Additional information on the specifics of hardware that Poky supports
is available in README.hardware. Further hardware support can easily be added
in the form of layers which extend the systems capabilities in a modular way.
As an integration layer Poky consists of several upstream projects such as
BitBake, OpenEmbedded-Core, Yocto documentation and various sources of information
e.g. for the hardware support. Poky is in turn a component of the Yocto Project.
The Yocto Project has extensive documentation about the system including a
reference manual which can be found at:
http://yoctoproject.org/documentation
OpenEmbedded-Core is a layer containing the core metadata for current versions
of OpenEmbedded. It is distro-less (can build a functional image with
DISTRO = "") and contains only emulated machine support.

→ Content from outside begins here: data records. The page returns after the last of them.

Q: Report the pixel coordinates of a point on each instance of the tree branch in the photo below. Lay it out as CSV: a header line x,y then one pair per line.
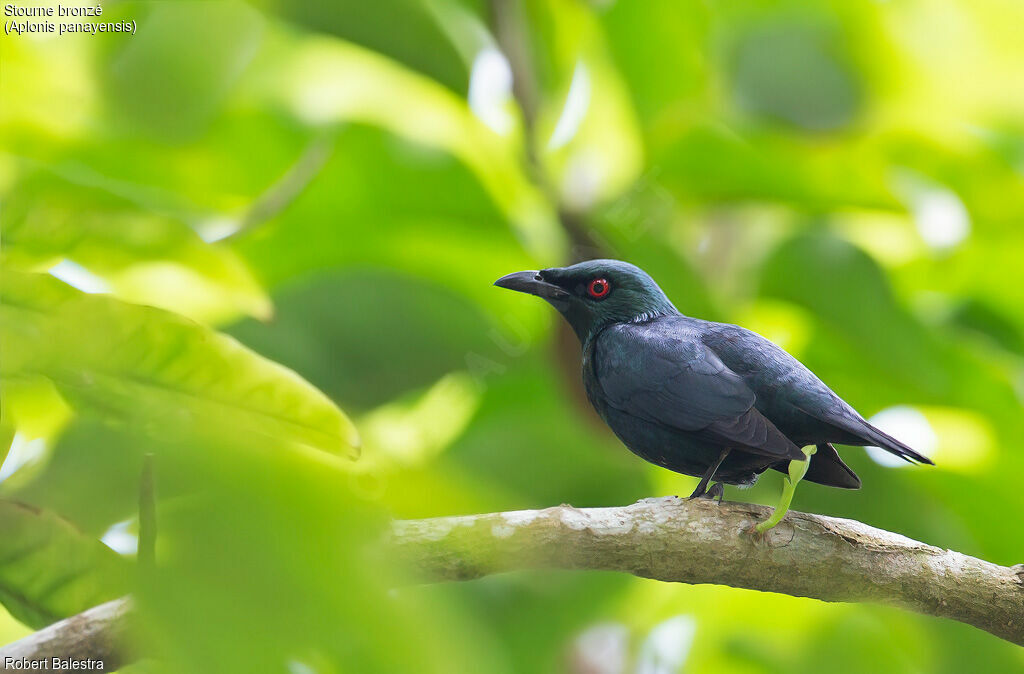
x,y
701,542
670,540
96,635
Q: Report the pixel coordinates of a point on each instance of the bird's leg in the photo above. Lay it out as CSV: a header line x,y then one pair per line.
x,y
701,488
797,471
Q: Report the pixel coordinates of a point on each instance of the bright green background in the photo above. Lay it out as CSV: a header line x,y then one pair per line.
x,y
790,166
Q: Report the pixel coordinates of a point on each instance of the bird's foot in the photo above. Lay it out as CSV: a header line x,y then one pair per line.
x,y
717,492
656,500
797,471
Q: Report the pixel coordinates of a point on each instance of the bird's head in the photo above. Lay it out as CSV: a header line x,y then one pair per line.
x,y
594,294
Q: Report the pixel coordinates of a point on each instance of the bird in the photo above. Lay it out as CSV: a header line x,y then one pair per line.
x,y
710,399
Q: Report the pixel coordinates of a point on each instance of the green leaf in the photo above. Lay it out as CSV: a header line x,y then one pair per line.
x,y
151,369
49,571
143,256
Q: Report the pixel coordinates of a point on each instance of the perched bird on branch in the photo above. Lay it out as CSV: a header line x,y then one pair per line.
x,y
709,399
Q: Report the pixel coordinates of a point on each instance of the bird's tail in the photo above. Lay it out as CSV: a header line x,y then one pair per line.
x,y
877,437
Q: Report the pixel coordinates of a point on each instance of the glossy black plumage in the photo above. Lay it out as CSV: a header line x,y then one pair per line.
x,y
679,390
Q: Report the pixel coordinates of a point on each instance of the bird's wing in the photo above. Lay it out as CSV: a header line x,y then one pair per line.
x,y
668,376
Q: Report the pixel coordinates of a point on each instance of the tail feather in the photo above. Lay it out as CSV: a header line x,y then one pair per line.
x,y
877,437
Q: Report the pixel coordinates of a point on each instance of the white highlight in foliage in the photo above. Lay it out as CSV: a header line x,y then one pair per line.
x,y
602,648
491,90
667,646
23,453
78,277
577,103
217,228
119,539
907,425
941,217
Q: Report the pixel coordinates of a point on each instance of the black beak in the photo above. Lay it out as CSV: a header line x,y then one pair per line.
x,y
531,284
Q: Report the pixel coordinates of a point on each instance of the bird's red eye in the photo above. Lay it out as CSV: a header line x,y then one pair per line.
x,y
599,288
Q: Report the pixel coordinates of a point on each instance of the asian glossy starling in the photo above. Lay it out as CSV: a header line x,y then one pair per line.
x,y
709,399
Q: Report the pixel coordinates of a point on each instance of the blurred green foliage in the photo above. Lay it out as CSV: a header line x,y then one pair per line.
x,y
336,185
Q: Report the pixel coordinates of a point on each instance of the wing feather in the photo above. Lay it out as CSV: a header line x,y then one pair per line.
x,y
670,377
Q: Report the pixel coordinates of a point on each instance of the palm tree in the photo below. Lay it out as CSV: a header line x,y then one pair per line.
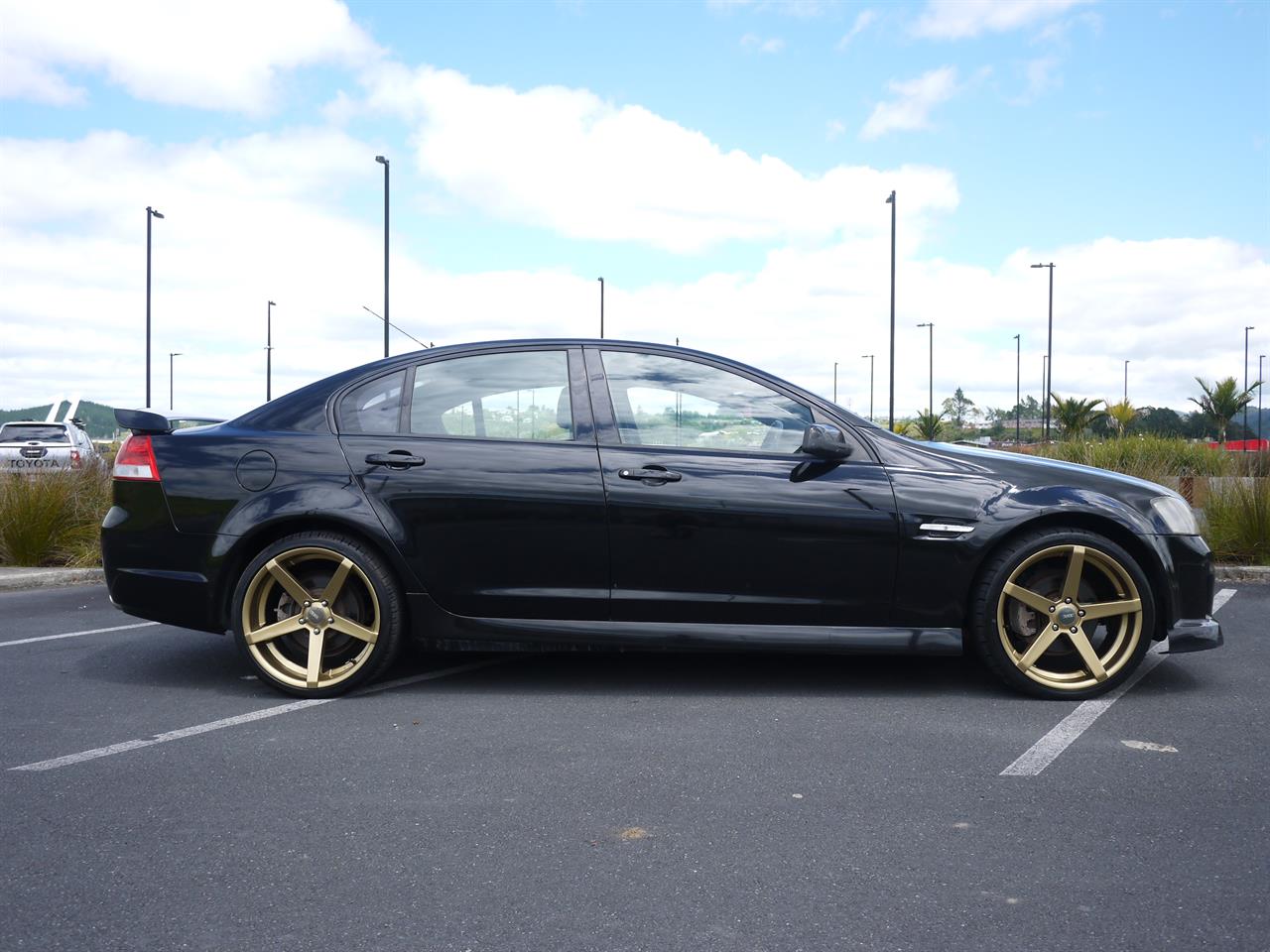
x,y
1121,414
1075,416
929,425
1223,402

For information about OpenEmbedded, see the OpenEmbedded website:
http://www.openembedded.org/
Where to Send Patches
=====================
As Poky is an integration repository, patches against the various components
should be sent to their respective upstreams.
bitbake:
bitbake-devel@lists.openembedded.org
meta-yocto:
poky@yoctoproject.org
Most everything else should be sent to the OpenEmbedded Core mailing list. If
in doubt, check the oe-core git repository for the content you intend to modify.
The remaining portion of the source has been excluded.